The sound of a sob swung him about to stare at Mavis Deval.
The girl was standing beside the fire, her robe having fallen from
her. A hand was lifted to her mouth and her eyes were enormous with
terror.
“Are you—all right?’ she whispered.
Niall grinned. “It takes more than such as these to bring down Niall
of the Far Travels. They were after our gold. And you too, I should
guess. In this wilderness a man doesn’t often see a woman, especially
such a beautiful one as you.”
Emalkartha stirred inside Niall. He could feel the heat of her anger,
the coldness of her jealousy.
Mavis Deval nodded slowly. “Yes, you saved me.

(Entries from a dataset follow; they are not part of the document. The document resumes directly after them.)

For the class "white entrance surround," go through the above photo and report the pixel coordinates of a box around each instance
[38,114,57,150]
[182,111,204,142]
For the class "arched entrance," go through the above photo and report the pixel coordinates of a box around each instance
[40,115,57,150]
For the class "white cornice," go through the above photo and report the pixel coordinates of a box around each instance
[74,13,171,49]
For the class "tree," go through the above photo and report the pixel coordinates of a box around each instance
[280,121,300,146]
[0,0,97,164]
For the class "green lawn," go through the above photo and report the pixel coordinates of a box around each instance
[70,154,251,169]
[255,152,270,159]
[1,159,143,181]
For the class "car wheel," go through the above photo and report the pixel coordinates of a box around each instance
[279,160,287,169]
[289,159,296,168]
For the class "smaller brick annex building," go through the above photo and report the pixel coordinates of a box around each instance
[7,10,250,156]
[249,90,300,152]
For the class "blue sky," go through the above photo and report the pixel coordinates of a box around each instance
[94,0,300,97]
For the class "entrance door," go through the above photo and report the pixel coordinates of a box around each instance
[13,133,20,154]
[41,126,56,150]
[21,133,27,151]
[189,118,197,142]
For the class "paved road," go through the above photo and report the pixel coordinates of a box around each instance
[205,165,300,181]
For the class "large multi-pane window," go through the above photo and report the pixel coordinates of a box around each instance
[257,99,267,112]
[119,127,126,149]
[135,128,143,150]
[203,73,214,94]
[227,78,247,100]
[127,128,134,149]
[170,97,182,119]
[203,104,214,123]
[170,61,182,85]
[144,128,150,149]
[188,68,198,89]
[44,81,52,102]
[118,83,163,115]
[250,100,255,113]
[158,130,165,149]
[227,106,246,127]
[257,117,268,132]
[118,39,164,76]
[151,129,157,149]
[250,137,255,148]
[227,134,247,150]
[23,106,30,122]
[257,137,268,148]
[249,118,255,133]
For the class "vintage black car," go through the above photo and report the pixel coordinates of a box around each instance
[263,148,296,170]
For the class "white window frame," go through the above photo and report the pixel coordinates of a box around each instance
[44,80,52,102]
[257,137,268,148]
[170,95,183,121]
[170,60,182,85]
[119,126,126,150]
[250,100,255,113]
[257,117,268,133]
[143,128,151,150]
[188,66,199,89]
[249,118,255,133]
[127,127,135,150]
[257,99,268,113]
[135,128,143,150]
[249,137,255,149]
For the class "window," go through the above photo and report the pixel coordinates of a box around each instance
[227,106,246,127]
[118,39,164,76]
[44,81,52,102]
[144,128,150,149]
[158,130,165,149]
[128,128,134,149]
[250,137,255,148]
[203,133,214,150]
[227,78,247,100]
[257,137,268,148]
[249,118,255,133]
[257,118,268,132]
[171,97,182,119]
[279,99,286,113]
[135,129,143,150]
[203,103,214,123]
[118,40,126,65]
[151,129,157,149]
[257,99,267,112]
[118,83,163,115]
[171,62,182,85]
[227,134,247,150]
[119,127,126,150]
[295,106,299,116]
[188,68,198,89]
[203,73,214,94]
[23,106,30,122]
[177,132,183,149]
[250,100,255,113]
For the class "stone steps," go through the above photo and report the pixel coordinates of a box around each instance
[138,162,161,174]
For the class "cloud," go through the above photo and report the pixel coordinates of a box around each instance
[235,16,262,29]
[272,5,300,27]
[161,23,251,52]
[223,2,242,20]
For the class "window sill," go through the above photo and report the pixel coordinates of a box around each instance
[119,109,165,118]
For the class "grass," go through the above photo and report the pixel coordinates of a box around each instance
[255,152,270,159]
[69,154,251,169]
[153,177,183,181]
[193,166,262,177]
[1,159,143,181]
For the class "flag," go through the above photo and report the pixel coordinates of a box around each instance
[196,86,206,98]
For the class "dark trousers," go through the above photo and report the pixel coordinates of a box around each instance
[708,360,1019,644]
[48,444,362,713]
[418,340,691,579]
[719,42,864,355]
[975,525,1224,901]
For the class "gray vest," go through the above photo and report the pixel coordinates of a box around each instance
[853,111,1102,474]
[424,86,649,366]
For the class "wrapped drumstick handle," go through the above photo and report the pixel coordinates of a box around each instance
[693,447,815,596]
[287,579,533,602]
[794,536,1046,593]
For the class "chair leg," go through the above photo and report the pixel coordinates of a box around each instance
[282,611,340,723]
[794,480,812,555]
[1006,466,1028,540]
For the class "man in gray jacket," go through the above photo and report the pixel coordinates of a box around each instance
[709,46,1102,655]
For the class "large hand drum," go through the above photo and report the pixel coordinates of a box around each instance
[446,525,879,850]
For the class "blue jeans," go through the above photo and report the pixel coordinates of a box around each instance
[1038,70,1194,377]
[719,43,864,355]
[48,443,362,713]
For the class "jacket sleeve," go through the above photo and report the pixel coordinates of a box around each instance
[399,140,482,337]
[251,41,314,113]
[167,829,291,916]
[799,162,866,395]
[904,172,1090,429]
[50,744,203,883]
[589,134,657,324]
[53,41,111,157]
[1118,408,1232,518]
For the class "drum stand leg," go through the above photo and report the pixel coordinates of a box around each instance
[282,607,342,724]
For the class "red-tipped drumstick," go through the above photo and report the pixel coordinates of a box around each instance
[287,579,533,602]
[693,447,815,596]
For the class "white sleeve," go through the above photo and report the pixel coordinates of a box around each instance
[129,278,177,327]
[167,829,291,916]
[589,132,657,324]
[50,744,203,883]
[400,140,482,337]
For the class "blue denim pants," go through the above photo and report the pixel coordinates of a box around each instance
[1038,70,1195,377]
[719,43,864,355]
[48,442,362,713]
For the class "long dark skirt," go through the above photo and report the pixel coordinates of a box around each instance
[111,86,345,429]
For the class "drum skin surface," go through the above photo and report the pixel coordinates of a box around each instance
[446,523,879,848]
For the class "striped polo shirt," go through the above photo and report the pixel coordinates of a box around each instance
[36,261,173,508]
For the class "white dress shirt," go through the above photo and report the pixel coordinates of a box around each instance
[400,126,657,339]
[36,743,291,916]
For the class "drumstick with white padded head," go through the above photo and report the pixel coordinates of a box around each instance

I am grateful.
Those men are vermin. They would have . . .”
She shuddered and turned away, staring into the fire. It seemed as
though she would speak again, but she did not, only lifting her eyes
and
looking at him, and for an instant, Niall thought to read pity in her
stare.
4.
Next day they were into the hills, riding upward over rocky terrain,
picking their way with the girl in the lead. Niall watched her as she
rode
unerringly—as though she had committed this trackless wilderness to
memory—without glacing to left or right, but only moving straight
ahead.
When they had come to a rock outcropping, she reined in and
turned to him. Her arm lifted, finger pointing.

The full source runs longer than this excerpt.